Devices manufactured in high volumes (hundreds of thousands to millions) are almost always consumer products. For such devices the per-unit NRE cost is typically much smaller than the BOM cost since the NRE is amortised over such a large number of units. It therefore makes sense to expend design effort to reduce the BOM costs wherever possible.

For example, in a device incorporating a microcontroller it may make sense to spend significant design effort reducing the size of the software (perhaps even writing some of it in assembly language) in order to fit it into a smaller memory to save a few cents on the cost of the microcontroller.

However, design effort is not unlimited. Although NRE cost may not be an issue, time often is. The limiting factor on the amount of design effort is often time-to-market. It is no good having a product that is cheaper than your competitors if they beat you to market by several months.

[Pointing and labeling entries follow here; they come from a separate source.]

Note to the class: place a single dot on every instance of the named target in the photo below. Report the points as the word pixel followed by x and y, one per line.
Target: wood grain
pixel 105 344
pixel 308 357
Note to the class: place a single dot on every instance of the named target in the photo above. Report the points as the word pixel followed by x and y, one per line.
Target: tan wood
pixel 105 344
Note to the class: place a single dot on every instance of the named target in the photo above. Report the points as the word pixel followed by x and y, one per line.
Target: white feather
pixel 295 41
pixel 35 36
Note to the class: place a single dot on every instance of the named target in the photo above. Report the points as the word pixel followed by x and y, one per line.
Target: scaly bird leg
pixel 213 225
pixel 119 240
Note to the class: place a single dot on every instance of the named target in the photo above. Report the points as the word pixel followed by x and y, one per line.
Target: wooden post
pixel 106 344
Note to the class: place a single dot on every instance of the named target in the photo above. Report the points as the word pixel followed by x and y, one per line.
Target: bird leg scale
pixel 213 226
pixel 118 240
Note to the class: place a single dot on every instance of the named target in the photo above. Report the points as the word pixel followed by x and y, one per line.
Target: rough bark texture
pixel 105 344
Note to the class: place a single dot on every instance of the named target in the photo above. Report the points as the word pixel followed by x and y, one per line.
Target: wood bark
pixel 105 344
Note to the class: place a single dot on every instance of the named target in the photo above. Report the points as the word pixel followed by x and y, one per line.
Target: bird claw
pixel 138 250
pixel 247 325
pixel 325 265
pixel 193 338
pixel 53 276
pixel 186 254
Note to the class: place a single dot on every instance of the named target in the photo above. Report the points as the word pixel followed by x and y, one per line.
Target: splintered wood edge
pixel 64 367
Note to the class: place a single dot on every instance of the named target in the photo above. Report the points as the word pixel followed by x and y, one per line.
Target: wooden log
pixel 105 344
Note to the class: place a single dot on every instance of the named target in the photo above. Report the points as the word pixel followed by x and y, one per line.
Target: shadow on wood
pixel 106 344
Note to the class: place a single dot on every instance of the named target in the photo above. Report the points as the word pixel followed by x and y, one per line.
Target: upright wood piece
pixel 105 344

High volume devices are typically designed to minimise construction costs as much as possible. For example, significant design effort may be expended to get the whole design to fit on just one side of a PCB, using surface-mount components only, for a single reflow solder process with no secondary operations.

Design / Build

Like many electronic product design companies, Ionocom designs products that will eventually be manufactured in reasonable volumes. For one-offs, the cost of contract design usually cannot be justified. For professional and industrial applications where a one-off device is needed and the design costs can be tolerated, typically a "Design/Build" service is used. Clients should look for a company specifically offering this specialised service.

Prototypes

For designers who will eventually target medium volume production a common pitfall is to begin by developing a prototype as a one-off. Such a prototype may be useful to prove a concept or demonstrate it to investors. However, it will typically have little value in the subsequent development of the real product because it has been designed with all the wrong trade-offs. Before having a prototype designed make sure you understand what the intended purpose is. If the intention is to develop a product that will be manufactured in volume, and the concepts are well-proven and the required feature set is stable, then it may be better to simply proceed with development of the real product.

About the Author

Matthew Kendall is a principal of Ionocom Communications Inc., Vancouver, BC.

He has worked in electronic product design since 1987, first in Reading, England, and lately in Vancouver, BC, Canada.